Monthly Archives: March 2006

Working environments

I started a new job this week, and I’m loving it! It’s very different to anything I’ve ever done before though, and I have a few questions – I’m sure other Greysheeters have gone before me.

It’s sales in a retail environment for a VERY high-end product. This means a certain way of presenting myself, in order to sell to people who are able to afford these products. Now during normal work hours, that’s no problem with Greysheet: I take my lunch with me and eat it when I get a break around lunchtime.

What I’m worried about is the fact that we also go to customers’ (or potential customers’) homes, by invitation, to present the products, and this is after normal hours. I can always take my dinner, but invariably I will be offered food occasionally. Also, the company organizes small exclusive events, like wine-tastings, for select customers, where I’ll of course need to be present as well.

I’m not worried that I will lose my abstinence. What I’m worried about is projecting the sort of professionalism and impeccable image that is expected of me, that will be what determines my success in a sales environment like this. I don’t want to explain my problem to a customer, putting the spotlight on ME rather than on the products I’m selling. But I feel like some discussion, or explanation upon refusing offered food/drink, will be necessary.


Physically weak

I feel really weak today, physically. Even lifting up my arms is effort. To be honest, this isn't just today – I've been feeling quite weak for the past few days, if not a week or two. Just chose to ignore it, but it keeps getting worse. I wonder why… I'm already making my meals as big as possible, keeping them simple and nutriciuos. Still I feel like I've just run out of fuel. I do exercise, but not too heavily: 20 minutes of cycling (to and from work), and 25 minutes of EASY running three times a week. I'm a healthy 25-year old, that can't be too much exercise!

Also, I haven't had my period in three months. Not worried about that, I could care less, but could this have a connection? Has anyone dealt with something similar? Should I ask my sponsor for more food? (I'm approaching goal, but have about 15 more lbs. to go)

Not everything’s about the food!

So I posted yesterday about how I’ve been feeling physically weak. After posting, I spoke with my sponsor, who suggested that I go see a doctor.


Now that’s an insightful idea! I honestly, sincerely didn’t even think of that possibility. To think that not everything in my body is caused by food, or can be medicated with food, is an entirely new concept.
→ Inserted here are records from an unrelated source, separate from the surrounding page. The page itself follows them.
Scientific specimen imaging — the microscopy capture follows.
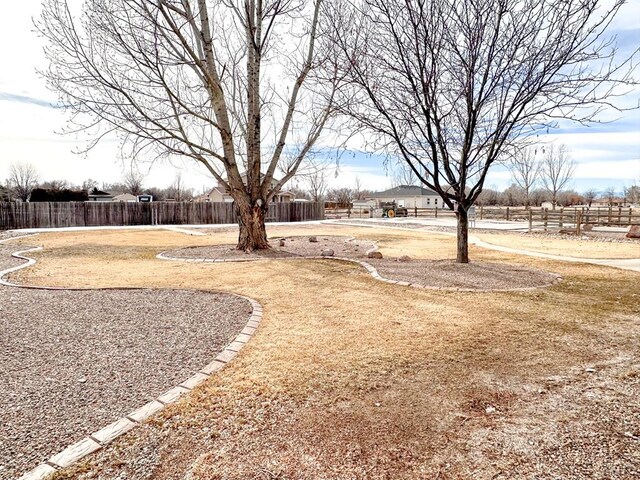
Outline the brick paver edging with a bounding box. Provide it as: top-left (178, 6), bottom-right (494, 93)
top-left (156, 248), bottom-right (563, 293)
top-left (0, 237), bottom-right (262, 480)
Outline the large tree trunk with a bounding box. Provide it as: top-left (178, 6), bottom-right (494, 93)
top-left (456, 204), bottom-right (469, 263)
top-left (236, 202), bottom-right (270, 252)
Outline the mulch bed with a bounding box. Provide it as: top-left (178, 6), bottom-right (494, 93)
top-left (0, 244), bottom-right (251, 480)
top-left (165, 235), bottom-right (558, 291)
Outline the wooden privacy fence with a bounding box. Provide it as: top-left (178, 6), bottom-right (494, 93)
top-left (0, 202), bottom-right (324, 230)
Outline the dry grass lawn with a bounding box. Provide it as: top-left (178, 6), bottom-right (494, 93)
top-left (473, 232), bottom-right (640, 258)
top-left (6, 225), bottom-right (640, 480)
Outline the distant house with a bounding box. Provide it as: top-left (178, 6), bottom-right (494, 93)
top-left (111, 193), bottom-right (138, 202)
top-left (591, 197), bottom-right (631, 207)
top-left (195, 174), bottom-right (296, 203)
top-left (366, 185), bottom-right (445, 208)
top-left (88, 188), bottom-right (113, 202)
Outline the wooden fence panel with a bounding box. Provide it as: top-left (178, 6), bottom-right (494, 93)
top-left (0, 202), bottom-right (324, 230)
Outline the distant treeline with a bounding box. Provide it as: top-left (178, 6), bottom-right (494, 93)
top-left (29, 188), bottom-right (89, 202)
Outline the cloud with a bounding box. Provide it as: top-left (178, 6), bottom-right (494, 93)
top-left (0, 92), bottom-right (62, 108)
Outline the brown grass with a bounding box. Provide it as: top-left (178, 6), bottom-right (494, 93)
top-left (11, 225), bottom-right (640, 479)
top-left (474, 232), bottom-right (640, 258)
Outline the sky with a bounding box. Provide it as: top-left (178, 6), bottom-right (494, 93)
top-left (0, 0), bottom-right (640, 197)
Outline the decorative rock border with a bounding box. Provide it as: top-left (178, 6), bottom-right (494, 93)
top-left (156, 244), bottom-right (563, 293)
top-left (0, 237), bottom-right (262, 480)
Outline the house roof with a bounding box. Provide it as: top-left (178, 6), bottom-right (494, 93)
top-left (89, 188), bottom-right (113, 198)
top-left (368, 185), bottom-right (438, 198)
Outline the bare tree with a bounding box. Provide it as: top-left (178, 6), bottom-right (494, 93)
top-left (327, 0), bottom-right (634, 262)
top-left (305, 159), bottom-right (329, 202)
top-left (624, 182), bottom-right (640, 206)
top-left (602, 187), bottom-right (616, 207)
top-left (7, 162), bottom-right (38, 202)
top-left (38, 0), bottom-right (335, 251)
top-left (540, 144), bottom-right (576, 209)
top-left (582, 188), bottom-right (598, 208)
top-left (166, 172), bottom-right (193, 202)
top-left (509, 148), bottom-right (540, 207)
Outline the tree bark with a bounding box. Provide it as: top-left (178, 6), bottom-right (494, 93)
top-left (236, 200), bottom-right (271, 252)
top-left (456, 204), bottom-right (469, 263)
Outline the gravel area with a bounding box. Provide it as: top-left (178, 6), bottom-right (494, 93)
top-left (165, 235), bottom-right (375, 260)
top-left (165, 236), bottom-right (558, 290)
top-left (367, 259), bottom-right (558, 291)
top-left (0, 245), bottom-right (251, 480)
top-left (521, 232), bottom-right (640, 245)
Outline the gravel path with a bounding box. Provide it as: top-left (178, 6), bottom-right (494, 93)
top-left (0, 244), bottom-right (251, 480)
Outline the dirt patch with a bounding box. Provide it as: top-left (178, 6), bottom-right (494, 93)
top-left (368, 259), bottom-right (559, 290)
top-left (165, 235), bottom-right (375, 260)
top-left (165, 235), bottom-right (558, 291)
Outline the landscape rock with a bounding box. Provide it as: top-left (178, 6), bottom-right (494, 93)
top-left (626, 225), bottom-right (640, 238)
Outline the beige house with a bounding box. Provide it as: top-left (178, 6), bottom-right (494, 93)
top-left (195, 178), bottom-right (296, 203)
top-left (111, 193), bottom-right (138, 202)
top-left (366, 185), bottom-right (445, 208)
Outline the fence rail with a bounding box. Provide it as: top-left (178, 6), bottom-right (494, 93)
top-left (325, 207), bottom-right (640, 230)
top-left (0, 202), bottom-right (324, 230)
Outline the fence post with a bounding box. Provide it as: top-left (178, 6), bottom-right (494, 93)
top-left (576, 211), bottom-right (582, 236)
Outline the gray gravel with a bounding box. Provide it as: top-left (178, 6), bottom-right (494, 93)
top-left (0, 240), bottom-right (251, 480)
Needless to say – thanks to those who reached out to me – I am going to see a doctor and get some bloodwork done next week.


1 YEAR – my story (long)


My name is [Anonymous], and I am a compulsive overeater.  I am in recovery today by weighing my three daily meals off the Cambridge Greysheet, writing them down, and committing them to my sponsor.  I don’t eat anything I haven’t committed, and I eat what I have committed, no matter what – this is my #1 priority for today, and as a result, I have a life second to none today.
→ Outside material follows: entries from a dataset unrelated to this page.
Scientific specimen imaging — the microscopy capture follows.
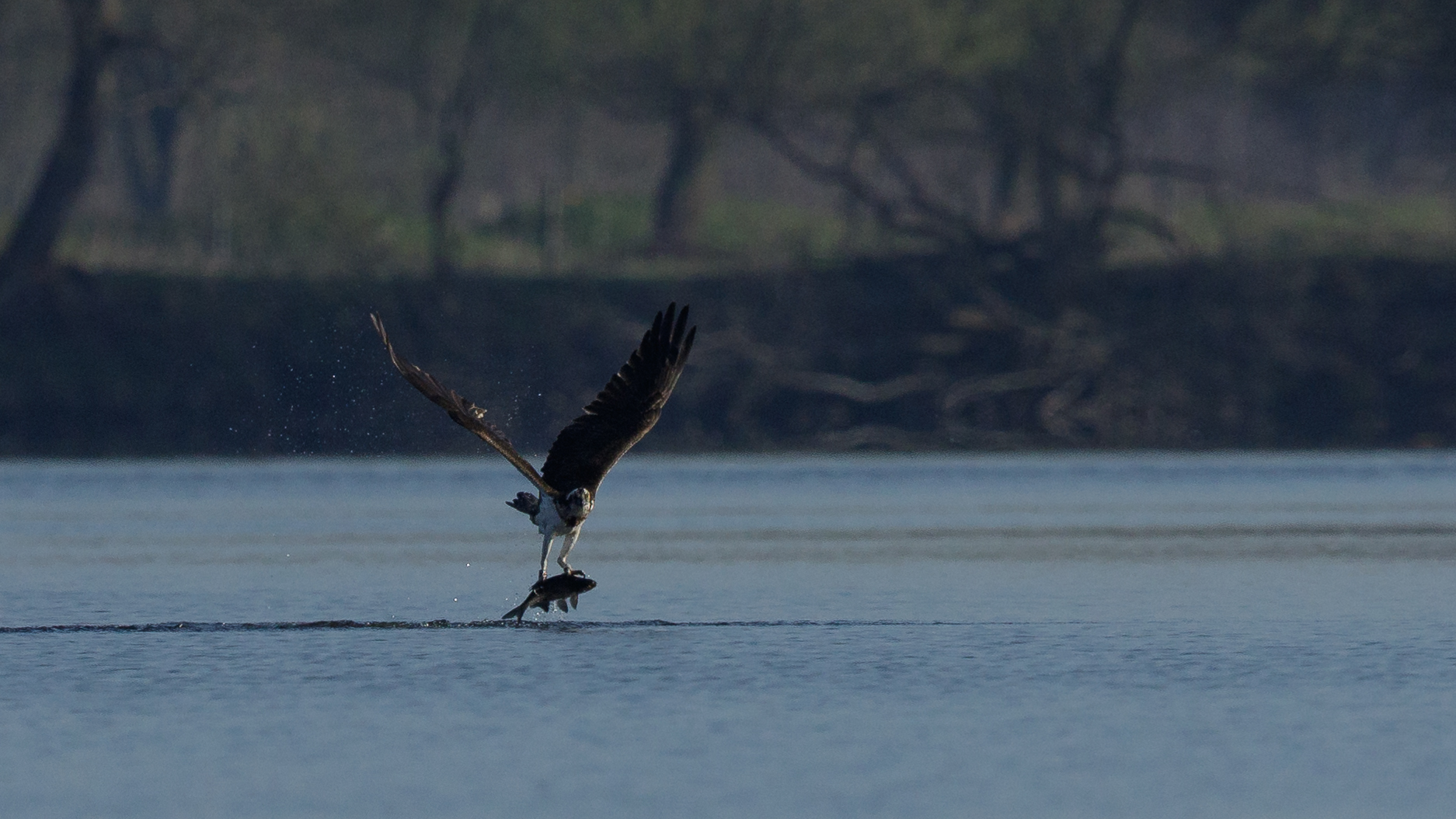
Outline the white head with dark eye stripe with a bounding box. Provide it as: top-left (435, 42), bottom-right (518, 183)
top-left (556, 486), bottom-right (595, 526)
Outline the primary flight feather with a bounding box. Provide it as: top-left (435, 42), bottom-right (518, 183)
top-left (370, 301), bottom-right (698, 580)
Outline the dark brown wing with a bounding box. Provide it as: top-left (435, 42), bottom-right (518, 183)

Today, March 21, 2006, I celebrate one year of Cambridge Greysheet abstinence.  I may still be a “baby” in this program, but when I started out a year seemed like a VERY long time, so I hope that I have a few things to share that will encourage the newcomer.  After all, they say that you never learn as much in your life as you do when you’re a baby.  I certainly learned a lot this year. During this year, I have:

  • travelled to two Greysheet events (NY & Chicago)
  • travelled to two week-long church conferences (Toronto & LA), staying in private households
  • weighed my food at weddings, parties, other people’s houses, hostels, hotels, and at home
  • held a job I disliked, then lost it
  • lost my visa to stay in the USA
  • gone through a two-month period of not knowing where in the world to go
  • moved to the UK, knowing nobody there personally
  • lost my sponsor, found a new sponsor
  • found a temp job here
  • made a decision that my new sponsor wasn’t working for me, and found another that does
  • found a permanent job here.

All of these can be done abstinently.  It’s only by the grace of God that I have been given the willingness, which was there from day 1 and has never left me.  I have done the footwork, to be sure, but the underlying willingness is a gift that I could not manufacture myself.  That’s why today I am full of gratitude for this continued gift of willingness to be abstinent.  Of course, today that my life has been turned around 180 degrees, it’s pretty easy to be willing to stay abstinent.  In the beginning, before I could see results, it wasn’t.

Here’s my story…

I don’t want to spend a lot of time on how it was.  We all come from similar places.  My eating was out of control, my life unmanageable: eating controlled me.  I remember binges in college when I went to the store, buying everything I wanted because it would of course be the last binge, the mother of all binges, the one that was finally so bad that it would make me stop.  But today, I might as well eat all the best stuff I wanted, end it with a bang.  Back in my dorm, I would start eating – keeping the best for last, which of course meant that I had to eat through everything else to get to the best stuff – and sometimes I was so full that I physically really couldn’t take any more.  Then, I would eat over a garbage bin, chewing and spitting, only because there was physically no way I could stuff more into my body.  I remember hovering over toilet bowls and sinks for hours on end, wishing, praying, begging to be able to vomit.  Pounding my belly, shoving fingers and toothbrushes down my throat.  I could not.  Today, I humbly thank God for that.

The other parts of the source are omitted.